Leaders Choose Their Futures, Sooner Over Later

As economic downturns lift, many people in business remain hesitant about driving forward with purposeful strategies. It is as though they remain in the dark, watching the rear view mirror and each side of the road for dangers ahead. Then when dawn is breaking, they find that the Sooners have beaten them again.

Think back in time. The Sooners were people who crossed the line into new territories in the Oklahoma land rush ahead of the starting time. In recessionary years it is almost as though many businesses keep “holding their horses” and as a result may have missed some earlier opportunities to hit pay-dirt.

Those holding back are conscientious people who mean well. They have good intentions. They believe they are protecting their organizations with carefully exercised prudence.

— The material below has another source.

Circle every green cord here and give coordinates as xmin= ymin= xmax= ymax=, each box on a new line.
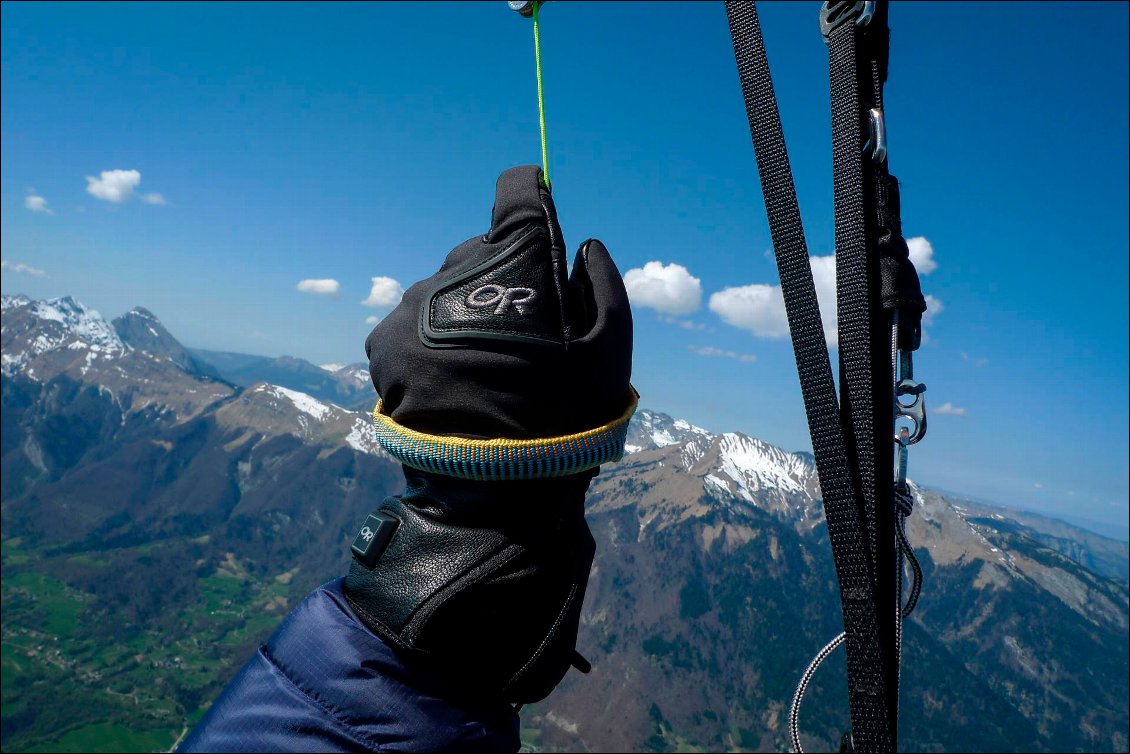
xmin=533 ymin=0 xmax=551 ymax=190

It is hard to quarrel with that wisdom in down times; but if you find yourself regretting your own timing and wishing you had invested more and sooner in what appears to be a continuing recovery, you ought to ask yourself whether your good intentions were really all that good for you or your organization.

Leaders who take a strategic, forthright, intentional posture to their futures (whether for their businesses or their own careers), place their eyes on the prize--not on conventional wisdom, the consensus of others, the law of averages or the uncertain behavior from a general statement of market conditions.

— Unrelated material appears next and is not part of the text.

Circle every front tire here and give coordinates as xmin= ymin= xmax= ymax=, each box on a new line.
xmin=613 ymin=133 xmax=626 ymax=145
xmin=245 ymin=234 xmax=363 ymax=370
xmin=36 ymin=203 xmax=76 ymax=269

Consider those who apply a definite focus, who are clear and determined and do things on purpose. They are leaders who have a leg up on their futures. They operate with relish and assertiveness because they visualize opportunity. As a result, they marshal energetic support from their people --those critical folks who bring about the intended outcomes. Sometimes they execute on this vision with a sudden flourish, and in other cases after dogged hard work. 

These leaders are pro-choice. They are choosers who press for the future. They don’t spend precious time defending discarded strategies. They choose, instead, to lead the charge sooner rather than later.